Es waren nicht mehr die Giganten, auseinanderprasselnd in Wälder Gebirge. Das donnernd sich anhebende Meer sprühte, wusch die Massen, die abstürzten, lose Stämme, leichtes Gestein und die Schleier ab. An Felsen zerrieb es sie, zersprengte sie in Lohe. Dann verebbte die schwarze Meeresstraße von Norden. Das tausendarmige Gewässer zog sich nach der Cardiganbucht zurück. Der Dampf über dem Meer verwehte. Irland hob sich seenflutend wieder aus dem Wasser. Auf Cornwall zerkrachten abrollend die steinernen Häupter und Arme der Giganten.
Aus den Löchern und Nestern der verschütteten Stadtschaften quollen die Verstörten. Sie waren ohne Nahrung; Haß Kannibalismus herrschte. Geschlossene Horden kamen von den dröhnenden britischen Inseln, Reste von dem überschwemmten Irland, schlugen sich mordend raubend durch das westliche Europa. Die Mekifabriken waren verschüttet, die Äcker nur wenig durch Siedler bestellt. Wie ein Wolkenbruch, ein Hagelwetter stürzten verheerend die Menschen, die von den Tritten der Giganten verschont waren, auf die Landschaften. Monatelang liefen sie. Leichen ließen sie hinter sich auf dem Boden. Was stark war, verschanzte sich in den wüsten Wäldern, auf Äckern, einzeln, meist in Kampfgenossenschaften, würgte was sich näherte, war hart wie Knochen, jagte Tiere. Die Ausschüttung und Überschwemmung des europäischen Kontinents, die ungeheure Katastrophe, war in einem Jahr in ihrem ersten Schwall beendet. Das Verschieben der Massen, Hin- und Herdrängen, Überwallen und neues Verschütten dauerte noch lange an.

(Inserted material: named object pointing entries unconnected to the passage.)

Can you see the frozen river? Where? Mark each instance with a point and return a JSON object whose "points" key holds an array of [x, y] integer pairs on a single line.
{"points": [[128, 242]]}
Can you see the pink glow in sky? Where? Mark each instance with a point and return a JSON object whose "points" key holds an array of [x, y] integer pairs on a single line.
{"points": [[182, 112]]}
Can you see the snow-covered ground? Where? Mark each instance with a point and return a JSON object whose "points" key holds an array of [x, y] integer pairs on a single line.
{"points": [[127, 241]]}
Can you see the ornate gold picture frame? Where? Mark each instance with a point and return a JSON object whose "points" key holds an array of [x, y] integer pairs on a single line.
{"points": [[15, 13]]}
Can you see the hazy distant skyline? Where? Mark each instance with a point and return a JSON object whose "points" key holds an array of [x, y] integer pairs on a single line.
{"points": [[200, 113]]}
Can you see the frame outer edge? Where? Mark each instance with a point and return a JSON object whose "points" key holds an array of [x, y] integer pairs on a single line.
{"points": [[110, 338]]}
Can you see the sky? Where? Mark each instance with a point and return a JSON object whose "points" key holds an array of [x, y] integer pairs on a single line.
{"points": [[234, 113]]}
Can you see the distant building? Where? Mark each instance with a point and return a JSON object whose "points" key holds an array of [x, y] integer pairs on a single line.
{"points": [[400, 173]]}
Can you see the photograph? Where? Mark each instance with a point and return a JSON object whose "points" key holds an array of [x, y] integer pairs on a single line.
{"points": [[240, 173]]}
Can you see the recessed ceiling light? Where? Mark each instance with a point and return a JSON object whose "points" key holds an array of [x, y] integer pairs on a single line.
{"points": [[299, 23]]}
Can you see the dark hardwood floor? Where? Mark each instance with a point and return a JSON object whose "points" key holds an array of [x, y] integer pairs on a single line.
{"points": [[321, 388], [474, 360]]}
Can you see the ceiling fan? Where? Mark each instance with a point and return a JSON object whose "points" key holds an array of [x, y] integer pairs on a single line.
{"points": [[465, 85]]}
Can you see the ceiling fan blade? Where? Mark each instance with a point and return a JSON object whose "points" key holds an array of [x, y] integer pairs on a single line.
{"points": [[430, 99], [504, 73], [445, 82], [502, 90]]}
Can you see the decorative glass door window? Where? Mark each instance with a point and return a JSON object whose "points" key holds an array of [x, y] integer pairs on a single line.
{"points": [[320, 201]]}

Die Islandfahrer, im wildesten Strom, waren vorbereitet ihn zu empfangen. Sie stellten sich den furchtbaren Massen mit nicht geringerer Furchtbarkeit entgegen. Arbeiteten, als wenn sie über den Vulkanen schwebten. Hielten vertierte Menschengruppen, teilten sie, trieben andere weiter. Erschienen bewaffnet, überall miteinander im Zusammenhang, in den belgischen Gebieten, an der Seine, der mittleren Loire, der Rhone. Wallartig mußten sie sich vor den glücklichen Landschaften südlich der Garonne aufbauen, um ihre Zertrümmerung zu verhüten. Schleppten nach Calais Le Havre Antwerpen, an die Girondemündung Schiffe, die aus der Grönlandexpedition rostend und faulend in den nördlichen Häfen lagen. In die afrikanischen weiten und längst aufgeschlossenen Landschaften, nach dem nördlichen und südlichen Amerika führten sie große Massen.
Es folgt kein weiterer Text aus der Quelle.